Historical introduction to the map

We are working on a historical map that originates from Germany and is dated from 1881. On this map of central and northern Europe, the German Empire is represented as it existed in the year 1881. The originality of the document is that it features the consumption, and the production of coal of many important German cities of the Empire, as well as the annual fluxes of coal being transported between cities by train or by boat. It was commissioned by the German Empire's Ministry of Public Works, authored by Simon Schropp and edited by Schropp (Berlin).

Large-scale coal mining developed during the Industrial Revolution, and coal was the central source of energy for industry and transportation in industrial areas of 19th century Germany. The link between the two strategical assets that are coal production and railway deployment is reciprocal. Railway transportation system, because of their high coal consumption, influenced the development of coal production more than coal production influenced the development of the railway system, but the necessity to transport that ever-increasing amount of coal in order to feed the newly integrating German economic system and gain independence from British coal did boost the development of the railway network[1].

What is particularly interesting about that map is that the complex and interwoven network of coal production and transportation that it represents is happening only 10 years after the German unification. It confirms what secondary literature has already established: the economic union of Germany preceded the political union, the latter one being the culmination of the economic integration. It started with the formation of the Zollverein, the German custom union which allowed the easier transport of goods between the German states. But more importantly, the development of the rail technology and the states' investment in the corresponding rail network allowed the growth of a German-wide supply-chain.

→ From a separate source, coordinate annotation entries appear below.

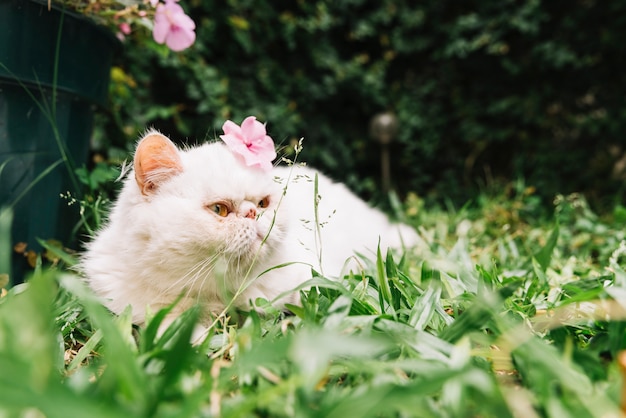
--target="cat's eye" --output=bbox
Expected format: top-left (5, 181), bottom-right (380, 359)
top-left (257, 197), bottom-right (270, 209)
top-left (209, 203), bottom-right (230, 217)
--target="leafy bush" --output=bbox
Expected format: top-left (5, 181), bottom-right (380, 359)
top-left (99, 0), bottom-right (626, 208)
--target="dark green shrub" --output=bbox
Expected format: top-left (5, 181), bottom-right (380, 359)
top-left (100, 0), bottom-right (626, 209)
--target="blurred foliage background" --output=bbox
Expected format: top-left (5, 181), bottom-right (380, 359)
top-left (94, 0), bottom-right (626, 210)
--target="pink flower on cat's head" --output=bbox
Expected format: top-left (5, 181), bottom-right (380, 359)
top-left (152, 0), bottom-right (196, 51)
top-left (220, 116), bottom-right (276, 171)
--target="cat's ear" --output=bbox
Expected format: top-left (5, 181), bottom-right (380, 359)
top-left (134, 131), bottom-right (183, 195)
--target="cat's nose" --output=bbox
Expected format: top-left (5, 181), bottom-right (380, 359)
top-left (246, 208), bottom-right (256, 219)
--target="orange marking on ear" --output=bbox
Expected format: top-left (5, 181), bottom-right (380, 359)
top-left (134, 132), bottom-right (183, 195)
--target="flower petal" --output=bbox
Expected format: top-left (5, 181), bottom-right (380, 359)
top-left (220, 116), bottom-right (276, 171)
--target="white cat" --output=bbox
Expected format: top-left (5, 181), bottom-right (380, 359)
top-left (80, 125), bottom-right (416, 334)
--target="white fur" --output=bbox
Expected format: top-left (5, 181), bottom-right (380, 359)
top-left (81, 143), bottom-right (416, 330)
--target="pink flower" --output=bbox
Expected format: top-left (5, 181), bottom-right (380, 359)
top-left (152, 0), bottom-right (196, 51)
top-left (220, 116), bottom-right (276, 171)
top-left (119, 22), bottom-right (130, 35)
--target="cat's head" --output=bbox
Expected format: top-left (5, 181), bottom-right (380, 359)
top-left (126, 131), bottom-right (287, 274)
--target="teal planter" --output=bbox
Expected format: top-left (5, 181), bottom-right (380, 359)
top-left (0, 0), bottom-right (118, 283)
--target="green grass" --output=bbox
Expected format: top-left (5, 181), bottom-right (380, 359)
top-left (0, 185), bottom-right (626, 418)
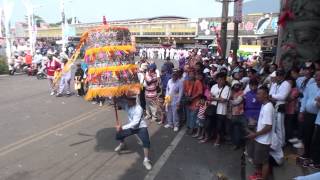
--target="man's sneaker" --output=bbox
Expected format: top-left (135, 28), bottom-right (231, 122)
top-left (288, 138), bottom-right (300, 144)
top-left (114, 143), bottom-right (126, 152)
top-left (293, 142), bottom-right (303, 149)
top-left (164, 124), bottom-right (173, 129)
top-left (143, 160), bottom-right (152, 170)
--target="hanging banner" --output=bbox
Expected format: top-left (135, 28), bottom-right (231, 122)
top-left (233, 0), bottom-right (243, 23)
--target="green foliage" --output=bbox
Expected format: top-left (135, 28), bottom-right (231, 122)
top-left (0, 56), bottom-right (9, 74)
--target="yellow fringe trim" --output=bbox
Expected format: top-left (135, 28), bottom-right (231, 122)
top-left (86, 45), bottom-right (135, 56)
top-left (85, 83), bottom-right (141, 101)
top-left (88, 64), bottom-right (138, 75)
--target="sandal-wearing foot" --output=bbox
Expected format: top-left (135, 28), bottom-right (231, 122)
top-left (191, 134), bottom-right (199, 138)
top-left (309, 163), bottom-right (320, 170)
top-left (199, 139), bottom-right (209, 144)
top-left (198, 136), bottom-right (204, 140)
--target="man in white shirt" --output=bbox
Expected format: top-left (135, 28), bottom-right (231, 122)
top-left (247, 86), bottom-right (274, 180)
top-left (115, 96), bottom-right (152, 170)
top-left (211, 73), bottom-right (231, 146)
top-left (269, 70), bottom-right (291, 147)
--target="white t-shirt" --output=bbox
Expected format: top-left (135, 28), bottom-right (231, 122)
top-left (211, 84), bottom-right (231, 115)
top-left (256, 102), bottom-right (274, 145)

The Union was a coalition of German states managing their tariffs and their economy as a unified economic territory. The Zollverein was launched on 1 January 1834. But in reality, its foundations started in 1818 with the creation of a variety of custom unions among the German states. By 1866, the Zollverein included most of the German states. The foundation of the Zollverein was the first instance in history in which independent states had created a full economic union without the simultaneous creation of a political federation[2]. Politically, Prussia was the member state driving the creation of the customs union while Austria was excluded from the Zollverein because of its highly protected industry[2]. After the unification of the German states in 1871, the Empire assumed control of the Zollverein. Indeed, the three main Prussian objectives in the development of the Zollverein were first, as a political tool to eliminate the excessive Austrian influence in Germany; second, as a way to improve their economy; and third, to strengthen the concept of a Prussian Germany against potential French aggression while reducing the economic independence of smaller states[3]. The full political unification was the result but not the stated goal of the economic integration.

Freight Cost[1]

That same integration made the creation of a rail-way system necessary, while that system rendered the integration easier in a positive loop of economic and political harmonization. Before the Zollverein, the political infighting between conservative states made it a challenge to build railways in the 1830s but the growing importance of the Zollverein made the construction of a coherent infrastructure a possibility. By the middle of the 19th century, rail linked the major cities; each German state being responsible for the lines within its own borders.

Until the 1820s, the nobility championed economically inefficient but prestigious canal projects over railways. In the 1830s, the growing liberal middle classes supported state-sponsored railways as a form of progress with direct benefits for the German people’s capacity to move around as well as for the shareholders in the joint stock companies that built and operated the railroads. Though private railway enterprises did exist, they were taken over by state companies in the 1840s. However, those state-owned enterprises copied many of the private companies' methods and organizational structures[4].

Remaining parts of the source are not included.